Discussion Forums > Thalassemia Major
Splitting exjade
aam:
Hi andy,
I read in forums that splitting dose is a good idea and many have said its beneficial to decrease liver toxicity and controlling iron in a better way for same dose. I have a few questions on splitting the dose.
Will splitting the dose cause decrease in the peak concentration of exjade in blood? Will exjade still be effective when peak concentration is less? In other words, does exjade require minimum serum concentration in blood to be effective? Does splitting the dose mean 10 mg/dl for longer duration in blood[24hr] is equally effective as 20mg/dl for 12 hr?
Thanks,
Can you advice on this concentration and effectiveness issue?
Pratik:
All the people over here at Thalpal, who used split dosage has noticed nothing but positive results, including me.

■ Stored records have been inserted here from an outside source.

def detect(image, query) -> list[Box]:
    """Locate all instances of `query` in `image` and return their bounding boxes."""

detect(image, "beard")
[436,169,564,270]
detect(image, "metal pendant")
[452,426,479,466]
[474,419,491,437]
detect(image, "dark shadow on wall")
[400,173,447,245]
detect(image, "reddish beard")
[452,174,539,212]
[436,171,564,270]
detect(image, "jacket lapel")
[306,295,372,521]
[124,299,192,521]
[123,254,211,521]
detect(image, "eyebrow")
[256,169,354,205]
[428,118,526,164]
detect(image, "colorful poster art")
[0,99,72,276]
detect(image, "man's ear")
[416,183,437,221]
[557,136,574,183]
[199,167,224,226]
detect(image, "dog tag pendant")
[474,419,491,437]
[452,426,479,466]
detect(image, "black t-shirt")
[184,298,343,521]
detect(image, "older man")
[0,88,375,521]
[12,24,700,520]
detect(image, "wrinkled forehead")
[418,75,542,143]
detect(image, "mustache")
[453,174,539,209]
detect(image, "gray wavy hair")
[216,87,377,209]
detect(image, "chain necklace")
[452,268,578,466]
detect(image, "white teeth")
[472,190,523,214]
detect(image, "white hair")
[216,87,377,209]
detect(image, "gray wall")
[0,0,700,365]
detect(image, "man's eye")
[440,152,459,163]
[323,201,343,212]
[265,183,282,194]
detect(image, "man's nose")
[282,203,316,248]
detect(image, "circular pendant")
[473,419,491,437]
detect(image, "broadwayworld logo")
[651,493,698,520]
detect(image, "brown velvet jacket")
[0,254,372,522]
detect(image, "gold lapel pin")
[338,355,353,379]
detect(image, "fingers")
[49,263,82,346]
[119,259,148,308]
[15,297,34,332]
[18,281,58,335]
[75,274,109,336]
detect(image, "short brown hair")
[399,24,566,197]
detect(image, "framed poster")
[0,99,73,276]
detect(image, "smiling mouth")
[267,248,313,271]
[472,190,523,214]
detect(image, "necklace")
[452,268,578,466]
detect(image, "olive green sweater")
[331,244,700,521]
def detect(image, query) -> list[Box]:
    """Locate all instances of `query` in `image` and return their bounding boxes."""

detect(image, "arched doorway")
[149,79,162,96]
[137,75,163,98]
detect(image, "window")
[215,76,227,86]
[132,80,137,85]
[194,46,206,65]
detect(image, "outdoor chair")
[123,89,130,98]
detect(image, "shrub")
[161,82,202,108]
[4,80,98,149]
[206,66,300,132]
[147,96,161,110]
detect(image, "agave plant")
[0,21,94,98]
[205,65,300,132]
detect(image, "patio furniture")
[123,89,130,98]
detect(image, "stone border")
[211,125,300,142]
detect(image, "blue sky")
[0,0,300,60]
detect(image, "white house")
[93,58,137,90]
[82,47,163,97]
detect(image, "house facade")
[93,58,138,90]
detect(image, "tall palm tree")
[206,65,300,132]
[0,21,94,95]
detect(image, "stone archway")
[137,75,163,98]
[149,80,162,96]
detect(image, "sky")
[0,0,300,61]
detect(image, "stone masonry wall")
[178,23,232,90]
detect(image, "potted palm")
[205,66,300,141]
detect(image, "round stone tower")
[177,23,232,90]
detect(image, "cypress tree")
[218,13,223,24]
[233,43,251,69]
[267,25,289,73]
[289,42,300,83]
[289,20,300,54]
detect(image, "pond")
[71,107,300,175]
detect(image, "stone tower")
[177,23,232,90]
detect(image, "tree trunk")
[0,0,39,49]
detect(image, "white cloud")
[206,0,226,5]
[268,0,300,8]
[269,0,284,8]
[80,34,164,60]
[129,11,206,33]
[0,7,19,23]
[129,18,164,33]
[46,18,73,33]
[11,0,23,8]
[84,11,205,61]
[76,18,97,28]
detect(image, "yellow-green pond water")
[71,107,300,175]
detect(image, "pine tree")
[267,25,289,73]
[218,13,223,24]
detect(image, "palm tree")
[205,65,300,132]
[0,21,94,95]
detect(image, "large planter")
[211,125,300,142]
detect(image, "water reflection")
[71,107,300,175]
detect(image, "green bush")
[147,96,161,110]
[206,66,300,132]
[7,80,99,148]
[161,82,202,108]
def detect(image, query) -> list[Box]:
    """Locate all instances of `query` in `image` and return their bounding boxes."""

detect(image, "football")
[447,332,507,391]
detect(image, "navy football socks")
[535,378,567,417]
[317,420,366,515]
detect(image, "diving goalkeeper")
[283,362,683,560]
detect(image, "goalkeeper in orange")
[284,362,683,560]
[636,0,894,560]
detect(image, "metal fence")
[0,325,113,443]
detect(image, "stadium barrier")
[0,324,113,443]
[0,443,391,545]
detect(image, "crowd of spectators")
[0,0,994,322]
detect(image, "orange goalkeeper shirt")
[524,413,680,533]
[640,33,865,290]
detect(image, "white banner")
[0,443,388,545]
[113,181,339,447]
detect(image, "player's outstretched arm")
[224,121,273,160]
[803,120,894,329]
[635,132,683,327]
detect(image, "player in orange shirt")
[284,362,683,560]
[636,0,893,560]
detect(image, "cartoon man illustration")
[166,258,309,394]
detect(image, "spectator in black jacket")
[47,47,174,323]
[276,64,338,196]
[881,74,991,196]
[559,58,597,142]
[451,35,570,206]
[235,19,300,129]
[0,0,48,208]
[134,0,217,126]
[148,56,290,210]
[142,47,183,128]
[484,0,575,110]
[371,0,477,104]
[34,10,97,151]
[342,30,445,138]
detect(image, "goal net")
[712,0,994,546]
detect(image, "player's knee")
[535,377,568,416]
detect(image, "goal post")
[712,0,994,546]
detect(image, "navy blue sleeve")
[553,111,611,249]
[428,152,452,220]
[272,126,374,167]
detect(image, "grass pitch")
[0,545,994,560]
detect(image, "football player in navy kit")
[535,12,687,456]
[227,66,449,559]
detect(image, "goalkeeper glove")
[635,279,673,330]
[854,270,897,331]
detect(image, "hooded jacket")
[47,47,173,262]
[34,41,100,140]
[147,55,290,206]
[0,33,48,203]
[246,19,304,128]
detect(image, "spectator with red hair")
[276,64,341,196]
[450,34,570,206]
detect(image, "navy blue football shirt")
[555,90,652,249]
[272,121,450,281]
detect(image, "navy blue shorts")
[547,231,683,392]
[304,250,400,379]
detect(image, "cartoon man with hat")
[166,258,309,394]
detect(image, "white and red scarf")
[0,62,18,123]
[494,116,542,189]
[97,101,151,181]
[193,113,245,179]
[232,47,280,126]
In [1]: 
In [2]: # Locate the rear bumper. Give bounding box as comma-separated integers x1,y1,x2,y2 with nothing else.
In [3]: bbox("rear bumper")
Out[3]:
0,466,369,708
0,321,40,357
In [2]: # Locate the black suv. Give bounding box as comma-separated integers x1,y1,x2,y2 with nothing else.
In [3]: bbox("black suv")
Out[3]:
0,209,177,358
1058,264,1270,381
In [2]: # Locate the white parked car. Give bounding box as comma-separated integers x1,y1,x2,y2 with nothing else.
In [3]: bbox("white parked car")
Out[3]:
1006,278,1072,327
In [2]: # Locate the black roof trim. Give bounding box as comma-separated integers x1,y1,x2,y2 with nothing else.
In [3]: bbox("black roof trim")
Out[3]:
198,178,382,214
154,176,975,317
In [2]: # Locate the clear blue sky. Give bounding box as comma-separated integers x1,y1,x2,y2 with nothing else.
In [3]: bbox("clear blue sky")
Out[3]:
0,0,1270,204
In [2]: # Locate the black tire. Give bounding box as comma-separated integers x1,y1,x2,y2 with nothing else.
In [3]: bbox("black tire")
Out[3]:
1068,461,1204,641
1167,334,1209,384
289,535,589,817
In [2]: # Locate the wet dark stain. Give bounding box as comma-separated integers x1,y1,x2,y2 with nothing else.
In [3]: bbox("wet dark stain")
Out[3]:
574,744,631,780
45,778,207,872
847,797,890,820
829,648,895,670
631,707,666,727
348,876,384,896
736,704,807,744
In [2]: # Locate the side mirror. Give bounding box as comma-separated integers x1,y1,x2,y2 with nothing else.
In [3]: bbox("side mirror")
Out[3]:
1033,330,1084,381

So yes, do it without doubt and you shall yourself notice the difference.
-P.
Andy Battaglia:
Exjade has a half life of 8-16 hours. Peak concentration occurs 1.5 to 4 hours after taking the drug. What this tells us is that during the second part of that 8 hours, the concentration is dropping. By splitting the dose, you can cover a 24 hour period with chelation. This is not possible with once per day. The goal expressed by most top thal doctors is chelation 24/7. This can be accomplished with Ferriprox, but can only happen with a split dose of Exjade. For desferal, you need to be chelating around the clock to get 24/7 coverage. The total Exjade in the body will not be as high at any one time with the split dose as it gets with once daily, but this is preferable for many patients, as the side effects are also reduced. Generally, we are hearing better results from liver and kidney monitoring, and patients are finding Exjade works much better when the chelation is 24/7. This coincides with observations about desferal. The same 2 gram dose of desferal taken over a 18 hour period will chelate more iron than when taken over a 12 hour period. Since red blood cells break down constantly, releasing their iron into the blood, we should also be striving for 24/7 chelation, so there are never periods when a chelator isn't active in the body. I feel that patients can also help themselves by taking chelating substances like IP6 and green tea extract, as these substances can reach areas that most chelators have much difficulty reaching. The recent reports on Sharmin's son have further backed up the use of antioxidant chelating supplements. I don't think you will find many 12 year old thal majors whose hormone levels and pituitary gland are perfectly normal. Her son's are. This backs up both the use of chelation 24/7 and also the use of these antioxidants. IP6 can clean iron out anywhere in the body. I believe supplementing should become a routine for thals.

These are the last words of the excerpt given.